Using Machine Learning to Predict and Reduce Porosity Defects in Die-Casting
This technical brief is based on the academic paper "Factors Analysis and Prediction in Die-casting Process for Defects Reduction" by Pavee Siriruk and Titiwetaya Yaikratok, published in the Proceedings of the International Conference on Industrial Engineering and Operations Management (2022). It is summarized and analyzed for HPDC professionals by the experts at CASTMAN.

Keywords
- Primary Keyword: Die-casting defect prediction
- Secondary Keywords: Machine learning, Predictive maintenance, Porosity defect, Hard Disk Drive (HDD) components, Decision Tree algorithm, Feature importance analysis
Executive Summary
- The Challenge: To reduce the occurrence of outer surface porosity in die-cast Hard Disk Drive (HDD) components—a critical defect that is difficult to detect at the manufacturing site but can cause significant quality issues for customers.
- The Method: Researchers collected 5 months of real-time production data, encompassing 35 machine parameters, from a die-casting machine. They applied machine learning classification models to predict defect occurrence based on this data.
- The Key Breakthrough: A Decision Tree (DT) algorithm proved to be the most effective model.

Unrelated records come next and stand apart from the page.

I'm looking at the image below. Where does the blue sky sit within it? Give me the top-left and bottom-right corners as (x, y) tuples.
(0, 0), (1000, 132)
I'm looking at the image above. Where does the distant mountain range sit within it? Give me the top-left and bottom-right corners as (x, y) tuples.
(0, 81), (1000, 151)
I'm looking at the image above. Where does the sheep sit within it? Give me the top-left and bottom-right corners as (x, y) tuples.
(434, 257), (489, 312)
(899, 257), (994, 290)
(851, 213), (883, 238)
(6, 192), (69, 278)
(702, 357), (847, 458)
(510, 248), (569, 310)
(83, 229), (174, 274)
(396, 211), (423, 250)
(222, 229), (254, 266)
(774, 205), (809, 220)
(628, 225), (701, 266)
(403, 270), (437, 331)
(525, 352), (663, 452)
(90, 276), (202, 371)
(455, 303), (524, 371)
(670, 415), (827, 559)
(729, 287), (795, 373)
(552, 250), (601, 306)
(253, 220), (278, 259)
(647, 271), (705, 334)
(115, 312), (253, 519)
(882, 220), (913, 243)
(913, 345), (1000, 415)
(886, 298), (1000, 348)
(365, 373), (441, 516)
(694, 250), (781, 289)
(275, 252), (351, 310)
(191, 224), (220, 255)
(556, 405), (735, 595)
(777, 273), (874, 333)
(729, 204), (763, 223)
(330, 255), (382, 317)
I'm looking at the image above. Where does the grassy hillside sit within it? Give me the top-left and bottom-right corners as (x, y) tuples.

It successfully identified the most critical machine parameters causing porosity and, unlike other models, was able to predict both good and defective parts.
- The Bottom Line: This research demonstrates a practical, data-driven approach using machine learning to proactively identify and control the root causes of porosity, moving from reactive inspection to predictive quality control.
The Challenge: Why This Research Matters for HPDC Professionals
In the high-stakes world of HDD component manufacturing, quality is paramount. A single failure at the end-user level can compromise crucial data and damage a manufacturer's reputation. One of the most persistent challenges in the die-casting process for these components is outer surface porosity.
As detailed in the paper's introduction, this type of defect often evades detection during standard inspection at the supplier's facility. It is only discovered after passing through the customer's processes, leading to costly quality issues and supply chain disruptions. While improving inspection methods is an option, it requires a huge investment that customers are often unwilling to absorb. This research tackles the problem at its source: instead of just trying to find the defect, it aims to prevent it by understanding the relationship between machine parameters and defect formation.
The Approach: Unpacking the Methodology
To find a solution, the researchers embarked on a data-centric project rooted in predictive maintenance and Industry 4.0 principles. The methodology, outlined in Section 4. Data Collection
, involved several key steps:
- Data Collection: Real-time data was collected from a single prototype die-casting machine over a 5-month period. This dataset included 35 distinct machine parameters (e.g., temperatures, pressures, speeds, times) for every part produced, with each part serialized for traceability.
- Defect Labeling: Each cast product was visually inspected at the final VMI station, and the outcome (OK or NG for surface porosity) was recorded and matched to its corresponding machine data via the serial number. This created a labeled dataset of 92,000 parts after data cleansing.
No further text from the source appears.